Oil prices rallied the most in history last week, but the 40%-plus gains only lifted prices from just under $20 to near $30. That’s not going to make anyone in Texas or North Dakota feel better. U.S. shale producers need oil prices over $50 to be comfortable, and even at that level they don’t make a ton of profits.
The market got a boost when President Trump planned to meet with oil executives with an eye toward helping the market stabilize and possibly slap tariffs on foreign supplies. But then producers got bad news when Saudia Arabia canceled a meeting with Russia to discuss cutting supply.
Now we’re back to positive news, but oil traders appear to be worn out.
The Kremlin said on Monday that Moscow is ready to coordinate with other leading oil exporting countries to help to stabilize the global oil market.
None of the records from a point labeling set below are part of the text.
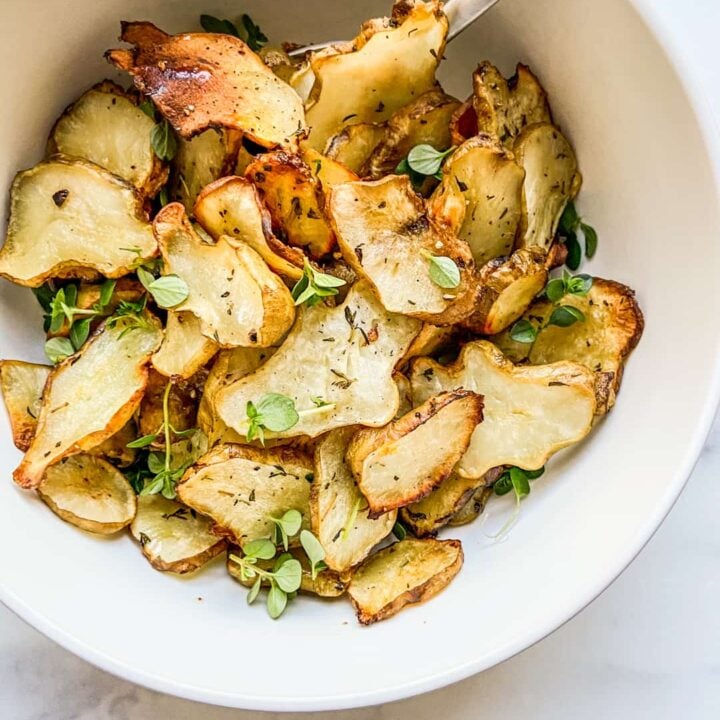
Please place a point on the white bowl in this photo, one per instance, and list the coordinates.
(650, 190)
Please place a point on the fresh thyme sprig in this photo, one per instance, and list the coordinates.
(523, 331)
(514, 478)
(250, 33)
(61, 309)
(422, 161)
(571, 225)
(314, 285)
(285, 577)
(159, 472)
Kirill Dmitriev, head of Russia’s wealth fund, said that Saudi Arabia and Russia are “very, very close” to a deal on oil production cuts.
Kremlin spokesman Dmitry Peskov said:
“Moscow is ready for cooperation and interested in interaction with countries in order to stabilise the energy markets.”
Peskov also said that talks between OPEC and other leading oil producers, a group known as OPEC+, were delayed until Thursday for technical reasons and preparations for the meeting were under way.
Still, Brent crude prices were trading down 4.4% after the news, and West Texas Intermediate prices were off 3.3%.
It’s almost as if no one trusts any of them.